Printed Gas Sensing


Low-cost distributed sensing of gases for safety, health, maintenance and efficiency


Timely and accurate monitoring of gases is critical for many safety, infrastructure, health, maintenance and environmental applications. Technologies currently on the market are too costly, power-hungry, or insensitive for effective distributed deployment. Building on our world-class capabilities in printing and electronics, we have developed a sensor system based on low-power electronics and printed transducers to address this need. Our sensors can enable detection of toxic or environmentally harmful gas leaks, monitoring and control of indoor and ambient air quality, and many other solutions.
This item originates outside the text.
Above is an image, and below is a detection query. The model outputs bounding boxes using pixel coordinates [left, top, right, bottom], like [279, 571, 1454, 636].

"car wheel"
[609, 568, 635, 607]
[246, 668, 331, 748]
While our technology can be adapted to a wide variety of gases, to date our efforts have focused on early detection of methane leaks and indoor CO2 concentration monitoring for HVAC optimization. Methane is the principal component of natural gas, an important part of the global energy supply, yet cost-effective technologies for monitoring upstream, midstream, and downstream leaks are unavailable. Our methane sensors can be used for monitoring gas wells, pipelines, compressor stations, refineries, and other parts of the natural gas infrastructure for leaks. They can also detect H2S and other toxic components of natural gas. CO2 is another common and important gas. Excessive levels of CO2 can cause drowsiness, loss of productivity, and adverse health effects. Because of a lack of affordable sensors, buildings are over-ventilated at up to 6X what is required for safety. Our printed CO2 sensors can enable significant energy savings by reducing this waste while maintaining healthy indoor environments.

Use Case:

Our System of Printed-Hybrid Intelligent Nano-Chemical Sensors (SPHINCS) is a mesh network of ultra-low-cost printed sensor arrays that can detect natural gas leaks with ppm sensitivity and localize and quantify the leak rate.

Applications

  • Safety
  • Health
  • Infrastructure
  • Air quality
  • Environment

How the Technology Works

Our sensors are based on printed arrays of transduction elements comprising chemically modified carbon nanotubes and other carbonaceous materials. Each element is tuned such that the combined array signals provide a fingerprint of gases present. The weak chemical interactions are reversible, enabling continuous sensing. The sensors have been optimized for high performance in real-world temperature and humidity conditions. With customized machine learning techniques, the system can be trained for high sensitivity and selectivity. We have demonstrated the detection of methane, propane, hydrogen sulfide, ammonia, carbon monoxide, carbon dioxide, and volatile organic compounds. Sensors for many other gases can be developed. Our work includes the first demonstration of natural gas leak detection in realistic conditions on a simulated natural gas well. We have developed algorithms to enable leak localization and leak rate quantification based on distributed signals in variable weather conditions.

To support the printed gas sensing technology, we have developed reliable low-power electronics systems. The electronics are designed to be customizable for many network and communications implementations. For distributed leak detection, we have developed a self-forming network that streams data to the cloud for analysis. For indoor environment monitoring, we have a battery-less peel-and-stick self-locating network system. These electronics can be used for testing and evaluation of the sensor system, or adapted for commercial use.